Le physicien quantique des étoiles Pan Jianwei n'a pas pu assister à une réunion de l'American Association for the Advancement of Science en février, où il recevra le prestigieux Newcomb Cleveland Prize, en raison des retards de visa.
"J'ai attendu quatre mois avant d'obtenir un visa en mars, ", a déclaré Pan à l'AFP. Quand il est finalement arrivé, la cérémonie de remise des prix était passée depuis longtemps.
Yi Rao, un éminent neurobiologiste chinois qui avait travaillé dans les universités Harvard et Northwestern dans le passé, a déclaré que sa demande de visa américain pour assister à un atelier de la National Science Foundation avait été refusée en juillet dernier sans explication.
Un responsable du département d'État a déclaré qu'elle ne pouvait pas discuter de cas de visa spécifiques en raison des lois américaines sur la protection de la vie privée.
Le département d'État a déclaré que le contrôle accru était motivé par le nombre croissant d'étudiants cooptés par les services de renseignement étrangers alors qu'ils se trouvaient aux États-Unis.
La Chine est de loin la plus grande source d'étudiants et d'universitaires internationaux sur les campus américains, avec 360, 000 participants l'année dernière.
« Ambiance de suspicion »
Le refroidissement des relations complique également les efforts de Pékin pour recruter les meilleurs talents chinois et étrangers, après que des responsables du renseignement américain ont déclaré en décembre que le programme « Mille talents » avait facilité le vol de la technologie et de la propriété intellectuelle américaines.

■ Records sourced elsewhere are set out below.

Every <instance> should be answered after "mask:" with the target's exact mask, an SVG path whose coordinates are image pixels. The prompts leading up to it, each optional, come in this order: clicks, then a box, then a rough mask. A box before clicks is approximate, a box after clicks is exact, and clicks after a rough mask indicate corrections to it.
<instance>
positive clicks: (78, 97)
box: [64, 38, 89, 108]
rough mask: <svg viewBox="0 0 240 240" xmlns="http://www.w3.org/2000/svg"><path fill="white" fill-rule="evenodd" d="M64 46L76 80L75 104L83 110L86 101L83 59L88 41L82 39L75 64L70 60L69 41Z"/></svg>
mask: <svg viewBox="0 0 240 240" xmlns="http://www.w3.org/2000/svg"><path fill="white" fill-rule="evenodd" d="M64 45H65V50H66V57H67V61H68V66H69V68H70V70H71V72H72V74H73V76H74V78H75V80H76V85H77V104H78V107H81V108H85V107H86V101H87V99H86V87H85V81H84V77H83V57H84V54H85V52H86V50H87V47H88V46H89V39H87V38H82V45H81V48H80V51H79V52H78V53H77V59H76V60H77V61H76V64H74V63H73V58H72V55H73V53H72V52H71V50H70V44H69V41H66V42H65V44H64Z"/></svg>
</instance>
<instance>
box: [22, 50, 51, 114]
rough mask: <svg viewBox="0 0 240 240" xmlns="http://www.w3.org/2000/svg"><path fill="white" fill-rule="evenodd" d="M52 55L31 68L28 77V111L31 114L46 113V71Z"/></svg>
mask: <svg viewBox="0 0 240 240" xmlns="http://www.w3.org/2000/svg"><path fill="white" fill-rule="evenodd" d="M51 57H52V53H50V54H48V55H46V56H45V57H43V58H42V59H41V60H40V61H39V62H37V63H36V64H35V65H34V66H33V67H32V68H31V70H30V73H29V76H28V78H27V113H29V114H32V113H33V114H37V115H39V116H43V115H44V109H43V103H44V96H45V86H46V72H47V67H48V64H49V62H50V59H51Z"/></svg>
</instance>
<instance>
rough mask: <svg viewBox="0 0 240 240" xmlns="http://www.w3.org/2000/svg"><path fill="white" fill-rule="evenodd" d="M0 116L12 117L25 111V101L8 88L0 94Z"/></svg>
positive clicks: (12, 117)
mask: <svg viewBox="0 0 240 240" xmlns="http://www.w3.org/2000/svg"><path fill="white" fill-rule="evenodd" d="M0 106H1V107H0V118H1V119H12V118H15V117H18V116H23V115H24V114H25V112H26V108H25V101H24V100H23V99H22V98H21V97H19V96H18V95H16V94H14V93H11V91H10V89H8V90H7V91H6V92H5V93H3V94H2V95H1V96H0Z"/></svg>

Tim Byrnes, un physicien australien qui a gagné près d'un million de yuans (144 $, 000) du programme en 2016 pour un laboratoire d'informatique quantique sur le campus de l'Université de New York à Shanghai - a déclaré qu'il se trouvait maintenant dans une "position précaire".

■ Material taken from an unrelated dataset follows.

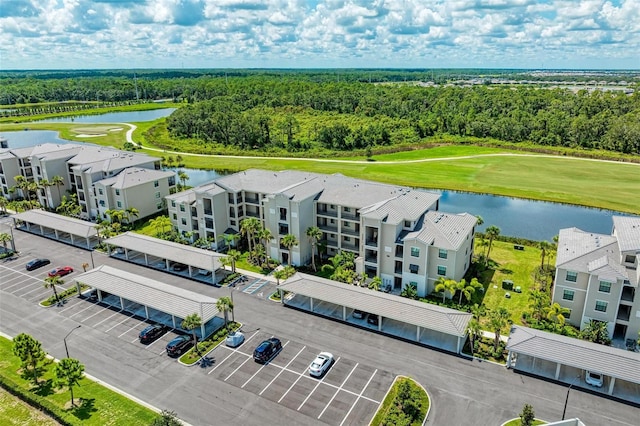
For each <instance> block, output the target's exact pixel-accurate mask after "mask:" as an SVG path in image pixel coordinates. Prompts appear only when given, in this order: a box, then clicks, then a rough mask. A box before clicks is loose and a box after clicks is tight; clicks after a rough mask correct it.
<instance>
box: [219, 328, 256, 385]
mask: <svg viewBox="0 0 640 426" xmlns="http://www.w3.org/2000/svg"><path fill="white" fill-rule="evenodd" d="M256 334H258V330H256V332H255V333H253V334H252V335H251V337H249V338H248V339H245V341H244V342H245V343H247V342H248V341H249V340H251V339H252V338H253V337H255V335H256ZM222 347H223V348H226V349H229V350H230V351H231V352H230V353H229V355H227V356H226V357H225V358H224V359H223V360H222V361H220V362H219V363H218V364H217V365H216V366H215V367H213V368H212V369H211V370H209V372H208V373H207V374H211V373H213V372H214V370H215V369H216V368H218V367H220V366H221V365H222V364H223V363H224V362H225V361H226V360H227V359H229V357H230V356H231V355H233V354H234V353H238V354H241V355H244V356H247V357H248V356H250V355H248V354H245V353H244V352H240V351H239V350H238V349H237V348H227V347H226V346H222Z"/></svg>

"Peut-être, certaines personnes récompensées par les Mille Talents pourraient ne pas être en mesure de postuler pour des subventions aux États-Unis à l'avenir en raison de craintes de fuites de propriété intellectuelle, " dit Byrnes.
Depuis son lancement en 2008, le programme a attiré plus de 7, 000 chercheurs chinois et étrangers en Chine, principalement des États-Unis, selon son site Web.
Mais Byrnes a déclaré qu'on ne lui avait demandé de partager aucune de ses découvertes avec le gouvernement chinois.
"Tout ce que nous faisons est publié dans des revues universitaires. Tout est divulgué non seulement à la Chine mais au monde entier, " il a dit.
"Mais l'atmosphère actuelle de suspicion menace l'ouverture de la science."